It’s a story most all of us know by heart: Inventor and designer Clayton Jacobson II first birthed the notion of a motorized personal watercraft that was sold to Bombardier (later BRP: Bombardier Recreational Products) as the first Sea-Doo. The bright yellow two-stroke was produced for a few years before dwindling into the shadow of powersport history. Jacobson’s second design for a “dirt bike for the water” was picked up by Kawasaki and later released as the JetSki (first a 400cc model, then a 440, 550 and so forth). But, the question remains: was Jacobson’s Sea-Doo the very first PWC?
A few years ago, an archived video showing four lovely ladies and their “water scooters” produced by a company in London resurfaced. Riders were shown sitting, standing and even kneeling on these runabouts; yes, they shared many of the same physical characteristics of today’s modern sit-downs albeit sublimely antiquated. The scooters – Vincent Amanda Water Scooter, produced by the British Vincent Motorcycles Company – were propelled to a maximum 15mph by a 2-stroke, single cylinder engine that even circled the rider if they happened to fall off, something many of us remember with the earlier generation JetSkis.

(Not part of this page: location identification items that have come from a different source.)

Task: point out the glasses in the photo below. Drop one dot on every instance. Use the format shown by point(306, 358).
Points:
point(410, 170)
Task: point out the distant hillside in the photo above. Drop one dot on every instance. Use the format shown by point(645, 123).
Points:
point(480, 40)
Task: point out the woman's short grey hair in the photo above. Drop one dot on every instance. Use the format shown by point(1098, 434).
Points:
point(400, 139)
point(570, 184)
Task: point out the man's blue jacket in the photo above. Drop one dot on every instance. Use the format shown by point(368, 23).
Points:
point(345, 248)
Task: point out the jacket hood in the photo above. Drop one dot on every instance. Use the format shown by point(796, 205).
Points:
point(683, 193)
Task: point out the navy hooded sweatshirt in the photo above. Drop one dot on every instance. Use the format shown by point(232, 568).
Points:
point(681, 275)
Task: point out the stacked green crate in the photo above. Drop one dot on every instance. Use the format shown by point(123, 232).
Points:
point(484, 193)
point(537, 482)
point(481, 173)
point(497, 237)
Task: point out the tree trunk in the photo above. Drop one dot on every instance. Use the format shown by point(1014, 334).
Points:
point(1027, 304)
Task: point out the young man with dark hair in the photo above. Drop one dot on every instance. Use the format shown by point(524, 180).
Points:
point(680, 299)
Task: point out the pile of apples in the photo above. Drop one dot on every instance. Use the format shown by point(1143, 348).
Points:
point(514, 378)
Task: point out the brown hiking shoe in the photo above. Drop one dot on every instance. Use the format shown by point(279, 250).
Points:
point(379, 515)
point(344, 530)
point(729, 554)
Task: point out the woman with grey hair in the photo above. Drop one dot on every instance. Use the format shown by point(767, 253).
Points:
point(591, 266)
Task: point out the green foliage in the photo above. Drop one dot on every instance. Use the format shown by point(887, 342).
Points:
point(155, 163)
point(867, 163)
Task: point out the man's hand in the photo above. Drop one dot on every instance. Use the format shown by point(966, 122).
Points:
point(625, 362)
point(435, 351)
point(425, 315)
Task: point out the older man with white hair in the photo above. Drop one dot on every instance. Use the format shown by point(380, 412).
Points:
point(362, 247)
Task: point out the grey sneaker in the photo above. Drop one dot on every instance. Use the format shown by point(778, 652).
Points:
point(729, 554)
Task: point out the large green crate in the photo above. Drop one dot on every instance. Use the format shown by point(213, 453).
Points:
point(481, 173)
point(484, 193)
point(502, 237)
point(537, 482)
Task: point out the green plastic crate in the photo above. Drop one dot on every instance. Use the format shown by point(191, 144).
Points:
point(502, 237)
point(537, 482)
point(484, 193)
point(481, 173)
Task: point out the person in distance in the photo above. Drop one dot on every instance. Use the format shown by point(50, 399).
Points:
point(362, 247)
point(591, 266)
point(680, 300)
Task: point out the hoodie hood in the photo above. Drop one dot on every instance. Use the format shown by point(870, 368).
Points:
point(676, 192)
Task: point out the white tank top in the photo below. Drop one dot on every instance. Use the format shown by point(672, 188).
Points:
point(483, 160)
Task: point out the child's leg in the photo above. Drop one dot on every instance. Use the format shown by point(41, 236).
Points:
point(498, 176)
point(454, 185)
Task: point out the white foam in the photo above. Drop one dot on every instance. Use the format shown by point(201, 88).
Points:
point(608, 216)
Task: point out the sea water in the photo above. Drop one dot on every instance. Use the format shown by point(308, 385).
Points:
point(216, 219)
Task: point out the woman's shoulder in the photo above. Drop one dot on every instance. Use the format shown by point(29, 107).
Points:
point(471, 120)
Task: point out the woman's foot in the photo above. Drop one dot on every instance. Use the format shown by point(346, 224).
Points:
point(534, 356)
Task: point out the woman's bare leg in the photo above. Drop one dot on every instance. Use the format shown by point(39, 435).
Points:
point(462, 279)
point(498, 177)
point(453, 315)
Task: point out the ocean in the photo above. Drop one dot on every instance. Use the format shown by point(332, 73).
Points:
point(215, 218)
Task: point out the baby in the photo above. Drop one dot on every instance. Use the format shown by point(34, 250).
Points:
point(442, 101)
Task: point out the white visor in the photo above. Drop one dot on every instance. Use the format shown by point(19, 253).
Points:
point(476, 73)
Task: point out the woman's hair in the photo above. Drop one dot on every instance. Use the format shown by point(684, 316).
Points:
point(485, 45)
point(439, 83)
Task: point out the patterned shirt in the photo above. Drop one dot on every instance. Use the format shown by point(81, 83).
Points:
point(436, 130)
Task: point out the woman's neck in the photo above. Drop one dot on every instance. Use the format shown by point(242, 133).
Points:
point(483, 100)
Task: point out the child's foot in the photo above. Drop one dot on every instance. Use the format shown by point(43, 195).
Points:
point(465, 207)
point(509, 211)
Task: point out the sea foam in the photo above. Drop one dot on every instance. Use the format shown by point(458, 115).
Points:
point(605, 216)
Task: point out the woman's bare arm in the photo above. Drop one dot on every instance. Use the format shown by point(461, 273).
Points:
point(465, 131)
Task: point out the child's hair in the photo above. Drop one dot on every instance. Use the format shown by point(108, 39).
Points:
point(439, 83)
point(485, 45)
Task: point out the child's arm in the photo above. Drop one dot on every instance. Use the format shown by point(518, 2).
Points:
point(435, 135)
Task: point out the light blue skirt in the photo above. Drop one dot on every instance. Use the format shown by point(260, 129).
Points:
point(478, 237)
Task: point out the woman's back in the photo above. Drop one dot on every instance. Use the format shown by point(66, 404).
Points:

The Amanda was built upon a fiberglass hull and deck, but as fiberglass was still in its infancy, when exposed to prolonged direct sunlight, the hull would distort badly. Besides this issue, the Amanda’s enjoyed decent performance, as Vincent was better known for their high-performance motorcycles and industrial engines for lawn mowers. The Amandas went through three engine configurations, the first being the original air-cooled single-cylinder 2-stroke 75cc model. That was followed by a 2.1-horsepower 100cc version of the 75cc motor, and finally a 200cc twin rated at 5.6 horsepower, using the same bore and stroke as the 100cc single.